I agree with the broader sentiment that people should resist idolizing.
Period. If a tool solves the problem at hand use it. Something better
comes along or you outgrow the tool you've been using, move on. Without
sentiment. There are plenty of artists who's work I like even though I
might think the author/creator of that work is a douchebag. I don't
really care if djb is a douchebag or not. Some of the stuff he released
is top notch, like the djbfft library used by some opensource multimedia
projects. cdb is pretty kick ass and in this case tinycdb seems like
the preferred implementation, both faster and cleaner API than djb's
own. Maildir is still widely used by many non djb servers.

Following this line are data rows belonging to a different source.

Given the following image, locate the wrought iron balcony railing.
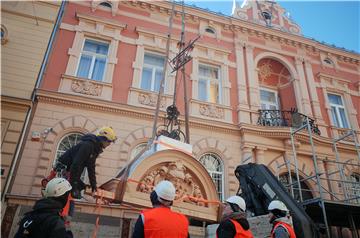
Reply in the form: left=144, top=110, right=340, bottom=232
left=257, top=110, right=320, bottom=135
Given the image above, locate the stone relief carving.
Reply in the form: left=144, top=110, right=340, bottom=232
left=199, top=104, right=225, bottom=119
left=71, top=80, right=102, bottom=96
left=138, top=93, right=165, bottom=108
left=137, top=161, right=205, bottom=206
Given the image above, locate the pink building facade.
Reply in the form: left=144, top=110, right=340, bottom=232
left=3, top=1, right=360, bottom=237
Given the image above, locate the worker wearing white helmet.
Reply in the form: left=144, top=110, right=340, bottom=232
left=268, top=200, right=296, bottom=238
left=132, top=180, right=189, bottom=238
left=216, top=196, right=254, bottom=238
left=15, top=178, right=73, bottom=238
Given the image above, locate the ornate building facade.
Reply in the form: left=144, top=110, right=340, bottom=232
left=1, top=1, right=60, bottom=198
left=1, top=1, right=360, bottom=237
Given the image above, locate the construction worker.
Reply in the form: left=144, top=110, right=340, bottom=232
left=15, top=178, right=73, bottom=238
left=268, top=200, right=296, bottom=238
left=132, top=180, right=189, bottom=238
left=55, top=126, right=117, bottom=199
left=216, top=196, right=254, bottom=238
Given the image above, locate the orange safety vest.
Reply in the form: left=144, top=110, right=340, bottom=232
left=230, top=219, right=254, bottom=238
left=271, top=221, right=296, bottom=238
left=142, top=207, right=189, bottom=238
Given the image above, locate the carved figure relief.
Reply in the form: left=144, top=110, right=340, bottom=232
left=199, top=104, right=225, bottom=119
left=137, top=161, right=205, bottom=206
left=138, top=93, right=165, bottom=107
left=71, top=80, right=102, bottom=96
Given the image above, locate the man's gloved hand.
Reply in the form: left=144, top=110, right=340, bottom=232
left=66, top=230, right=74, bottom=238
left=71, top=187, right=82, bottom=199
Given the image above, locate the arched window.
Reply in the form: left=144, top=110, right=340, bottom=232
left=130, top=143, right=147, bottom=160
left=205, top=26, right=216, bottom=34
left=99, top=2, right=111, bottom=8
left=55, top=133, right=83, bottom=160
left=349, top=173, right=360, bottom=204
left=199, top=153, right=224, bottom=200
left=279, top=173, right=313, bottom=201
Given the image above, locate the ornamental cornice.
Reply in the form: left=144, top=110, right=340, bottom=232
left=123, top=1, right=360, bottom=65
left=76, top=13, right=127, bottom=30
left=36, top=89, right=355, bottom=150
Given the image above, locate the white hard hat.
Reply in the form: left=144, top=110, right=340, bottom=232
left=155, top=180, right=175, bottom=201
left=268, top=200, right=289, bottom=212
left=226, top=196, right=246, bottom=211
left=43, top=178, right=72, bottom=198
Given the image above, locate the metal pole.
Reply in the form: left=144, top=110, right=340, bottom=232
left=290, top=127, right=303, bottom=202
left=333, top=141, right=348, bottom=199
left=306, top=117, right=330, bottom=238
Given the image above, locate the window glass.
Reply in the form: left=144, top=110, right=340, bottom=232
left=260, top=89, right=279, bottom=110
left=198, top=65, right=221, bottom=103
left=140, top=53, right=165, bottom=92
left=77, top=39, right=109, bottom=81
left=328, top=94, right=349, bottom=128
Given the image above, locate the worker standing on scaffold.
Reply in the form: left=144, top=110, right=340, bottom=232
left=132, top=180, right=189, bottom=238
left=268, top=200, right=296, bottom=238
left=42, top=126, right=117, bottom=224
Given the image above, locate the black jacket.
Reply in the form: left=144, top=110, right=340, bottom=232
left=15, top=198, right=73, bottom=238
left=59, top=134, right=103, bottom=188
left=216, top=218, right=250, bottom=238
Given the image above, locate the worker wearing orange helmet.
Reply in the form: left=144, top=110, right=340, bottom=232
left=132, top=180, right=189, bottom=238
left=55, top=126, right=117, bottom=199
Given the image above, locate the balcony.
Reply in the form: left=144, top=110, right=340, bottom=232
left=257, top=110, right=320, bottom=135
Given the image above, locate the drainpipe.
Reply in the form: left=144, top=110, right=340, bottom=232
left=1, top=1, right=66, bottom=203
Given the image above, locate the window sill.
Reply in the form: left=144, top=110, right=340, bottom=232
left=190, top=99, right=232, bottom=123
left=128, top=87, right=172, bottom=111
left=59, top=74, right=112, bottom=101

It's easy to say that djb's stuff is long in the tooth. It is. A lot
of it has not seen an update in years. And a lot of it should be
abandoned in favor of more modern approaches. Having read djb's "Some
thoughts on security after ten years of qmail 1.0" paper
http://cr.yp.to/qmail/qmailsec-20071101.pdf I realized that, simply put,
he's a mathematics professor, with an ability to write his own
replacements for software he finds inadequate AT THE TIME. The "at the
time" bit seems to be missed by both djb zealots and detractors alike.
He seems to have little interest in building any sort of community
around what he's written. He just puts it out there, and moves on,
updating the documentation once in a while. Or just teaching his
courses. Chances are he never would have written qmail if Postfix was
already around. In the same spirit as the points you've made above, djb
seems to say "there's a better way". And he writes code to show what he
means by that. NOW there often is a better way other than djb's.
Sometimes as a direct result of the direction djb pointed out. At the
time he was making his statement by coding an alternate solution there
often was no better alternative. djbdns was written mostly in response
to BIND 4.x.x. The fact that it's still useful and secure today speaks
to the fact that he did something right. Comparing djbdns to BIND 9's
features is just out of context. BIND has continued to evolve
reinventing itself several times in the process. djbdns is pretty much
the same today as it was 10 years ago.